= Bayan of the Merkit =

Bayan of the Merkit (died 1340), or Bayan (伯顔 (Bóyán)), was a Mongol general of the Merkit clan and an official in the Yuan dynasty.

== Life ==
Bayan was born into a family with military background. Many of his family members had served as soldiers during the Mongol conquest of Eurasia. In 1307, Bayan himself received the title "Baturu".
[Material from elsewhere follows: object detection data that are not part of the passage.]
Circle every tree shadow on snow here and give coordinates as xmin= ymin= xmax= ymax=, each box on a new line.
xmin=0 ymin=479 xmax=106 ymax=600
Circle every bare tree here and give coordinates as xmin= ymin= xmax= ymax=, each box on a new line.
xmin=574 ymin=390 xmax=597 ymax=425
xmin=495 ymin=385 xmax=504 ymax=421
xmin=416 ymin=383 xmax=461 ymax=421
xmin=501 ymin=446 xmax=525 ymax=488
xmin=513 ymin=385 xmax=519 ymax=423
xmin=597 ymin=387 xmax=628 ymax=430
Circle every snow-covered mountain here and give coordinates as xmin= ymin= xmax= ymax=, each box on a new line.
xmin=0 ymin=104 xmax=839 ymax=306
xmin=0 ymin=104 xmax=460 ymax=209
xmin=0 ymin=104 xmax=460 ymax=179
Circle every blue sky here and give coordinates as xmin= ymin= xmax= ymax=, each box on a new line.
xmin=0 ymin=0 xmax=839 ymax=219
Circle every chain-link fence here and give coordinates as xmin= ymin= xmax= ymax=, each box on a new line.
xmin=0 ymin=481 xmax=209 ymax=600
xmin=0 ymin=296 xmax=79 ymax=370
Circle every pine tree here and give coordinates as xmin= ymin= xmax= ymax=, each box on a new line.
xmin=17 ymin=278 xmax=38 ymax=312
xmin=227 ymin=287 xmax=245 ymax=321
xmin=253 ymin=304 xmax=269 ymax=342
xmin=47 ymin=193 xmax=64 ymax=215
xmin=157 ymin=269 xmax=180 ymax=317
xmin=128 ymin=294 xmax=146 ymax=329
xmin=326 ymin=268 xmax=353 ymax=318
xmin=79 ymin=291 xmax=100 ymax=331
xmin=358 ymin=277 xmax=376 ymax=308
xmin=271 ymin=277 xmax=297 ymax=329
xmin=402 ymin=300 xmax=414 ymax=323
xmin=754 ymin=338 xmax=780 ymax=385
During the reign of Külüg Khan (Emperor Wuzong of Yuan), Bayan was appointed to a number of positions in the court. He became a Darughachi in 1309, and then held several provincial posts during the reign of Ayurbarwada Buyantu Khan (Emperor Renzong of Yuan), namely the Tong Pingzhangshi (vaguely, the "vice prime minister") of Jiangzhe province, Jiangxi province and Henan province. It is said that he did not tolerate any local bullies who took advantage of the poor.

At the turn of the 13th/14th centuries Bayan and the ethnic Turk El Temür were members of the group around Qaishan, a nephew of Temür Khan who was appointed to defend Mongolia against the Chagatai Khanate under Kaidu, the grandson of Ögedei. In one battle, he repelled and chased the Ögedeid army; and was given the title of Baghatur. After Temür's death, Qaishan emerged as the new Yuan emperor, and Bayan was among those who received an official position as a reward. Later, Bayan was governor of Henan. Historians describe him as a traditionalist who attempted to preserve Mongolian culture while he is seen as a violent aristocrat by some.
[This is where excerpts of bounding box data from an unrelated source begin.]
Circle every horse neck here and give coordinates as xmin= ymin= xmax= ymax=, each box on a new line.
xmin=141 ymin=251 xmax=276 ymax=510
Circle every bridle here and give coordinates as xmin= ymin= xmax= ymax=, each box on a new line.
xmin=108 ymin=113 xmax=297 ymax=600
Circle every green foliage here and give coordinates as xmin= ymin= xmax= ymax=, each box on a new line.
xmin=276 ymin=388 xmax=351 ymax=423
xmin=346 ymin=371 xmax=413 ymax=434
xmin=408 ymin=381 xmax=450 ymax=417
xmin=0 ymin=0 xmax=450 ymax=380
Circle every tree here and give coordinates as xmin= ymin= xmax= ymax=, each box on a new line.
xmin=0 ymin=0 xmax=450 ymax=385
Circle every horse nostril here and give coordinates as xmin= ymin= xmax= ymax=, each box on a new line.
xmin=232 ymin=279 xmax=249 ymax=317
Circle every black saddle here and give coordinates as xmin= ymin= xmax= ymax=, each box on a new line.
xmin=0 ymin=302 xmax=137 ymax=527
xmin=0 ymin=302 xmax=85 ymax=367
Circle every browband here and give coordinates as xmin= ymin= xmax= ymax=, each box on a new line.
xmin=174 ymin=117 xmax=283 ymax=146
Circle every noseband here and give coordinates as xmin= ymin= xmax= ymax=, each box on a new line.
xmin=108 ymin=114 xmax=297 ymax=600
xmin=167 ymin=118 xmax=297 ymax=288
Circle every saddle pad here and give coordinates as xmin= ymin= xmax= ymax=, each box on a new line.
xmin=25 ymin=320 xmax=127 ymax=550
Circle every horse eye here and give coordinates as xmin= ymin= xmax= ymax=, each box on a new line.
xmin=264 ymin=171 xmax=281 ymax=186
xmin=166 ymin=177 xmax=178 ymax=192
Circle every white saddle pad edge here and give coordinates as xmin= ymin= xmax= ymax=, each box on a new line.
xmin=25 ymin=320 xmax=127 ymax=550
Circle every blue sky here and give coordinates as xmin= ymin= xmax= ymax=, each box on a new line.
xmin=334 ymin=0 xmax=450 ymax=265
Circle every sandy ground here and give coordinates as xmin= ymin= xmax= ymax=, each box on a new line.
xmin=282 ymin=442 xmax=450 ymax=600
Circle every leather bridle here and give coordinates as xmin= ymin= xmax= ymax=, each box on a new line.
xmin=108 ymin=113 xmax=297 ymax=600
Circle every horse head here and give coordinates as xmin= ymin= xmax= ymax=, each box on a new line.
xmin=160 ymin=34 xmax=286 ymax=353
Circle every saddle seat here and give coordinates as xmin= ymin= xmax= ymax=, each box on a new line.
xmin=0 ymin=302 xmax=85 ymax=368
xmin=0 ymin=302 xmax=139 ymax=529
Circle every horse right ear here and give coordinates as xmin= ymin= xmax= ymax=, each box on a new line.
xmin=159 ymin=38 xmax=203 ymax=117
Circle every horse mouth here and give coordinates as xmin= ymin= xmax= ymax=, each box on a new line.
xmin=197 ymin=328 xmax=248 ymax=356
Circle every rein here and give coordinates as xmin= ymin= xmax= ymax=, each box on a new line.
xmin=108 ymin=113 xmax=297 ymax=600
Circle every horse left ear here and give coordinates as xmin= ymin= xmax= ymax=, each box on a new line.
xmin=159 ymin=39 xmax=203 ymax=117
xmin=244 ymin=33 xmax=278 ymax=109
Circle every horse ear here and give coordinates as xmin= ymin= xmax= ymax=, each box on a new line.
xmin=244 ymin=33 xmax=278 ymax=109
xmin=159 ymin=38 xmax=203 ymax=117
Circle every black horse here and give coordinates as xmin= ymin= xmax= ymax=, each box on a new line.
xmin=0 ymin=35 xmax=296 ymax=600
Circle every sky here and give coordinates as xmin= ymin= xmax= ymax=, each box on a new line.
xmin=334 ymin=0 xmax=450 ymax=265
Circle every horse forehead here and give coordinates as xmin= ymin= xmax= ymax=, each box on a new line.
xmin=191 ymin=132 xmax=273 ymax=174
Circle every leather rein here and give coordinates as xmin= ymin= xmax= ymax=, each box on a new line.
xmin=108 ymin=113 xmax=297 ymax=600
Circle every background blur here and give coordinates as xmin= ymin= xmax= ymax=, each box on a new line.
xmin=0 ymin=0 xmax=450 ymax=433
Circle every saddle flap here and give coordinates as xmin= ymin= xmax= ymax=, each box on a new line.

In 1328 Bayan rendered great service during the enthronement of Jayaatu Khan Tugh Temür (Emperor Wenzong of Yuan). The Khan rewarded him with the position of left chancellor, along with countless pieces of gold and silver as well as privileges in the court.

In the conflicts about the succession of Jayaatu Khan Tugh Temür after 1332, Bayan broke with El Temür and supported Toghon Temür (Emperor Huizong of Yuan), who ascended the throne in 1333 (and who would lose China proper in 1368). He was appointed commander of kheshig, composed of Mongols, Kypchaks, Russians and Asuds in 1334. Until 1335 Bayan succeeded in annihilating El Temür's sons and family. Bayan began concentrating in his person official positions that had not been so concentrated before. He implemented radical policies (or perhaps conservative policies from the Mongol point of view), abolishing the imperial examination system, and trying to contain the number of ethnic Han in the upper echelons of the Yuan bureaucracy. He once suggested the emperor kill those Han people of the more numerous surnames: Zhang, Wang, Liu, Li and Zhao to suppress the rebellion. In 1339 he became grand chancellor (大丞相 (dà chéngxiàng)). By then, he had probably gone too far. In any case, he was toppled in 1340 by his nephew Toqto'a. Shortly after that, his purges were called off and his policies were reversed.

According to Chinese historians, Toqto complained to his father that his uncle Bayan's authoritarian tendencies might bring disaster on their clan. Toghon Temür, the emperor, also began to worry about the exceedingly ostentatious power of Bayan. Wu Zhifang, a Confucian scholar in the court, suggested Toqto take action against Bayan. In the end, Bayan was removed from the central theatre of the imperial court.

==In popular culture==
- Portrayed by Kim Young-ho in the 2013 television series Empress Ki.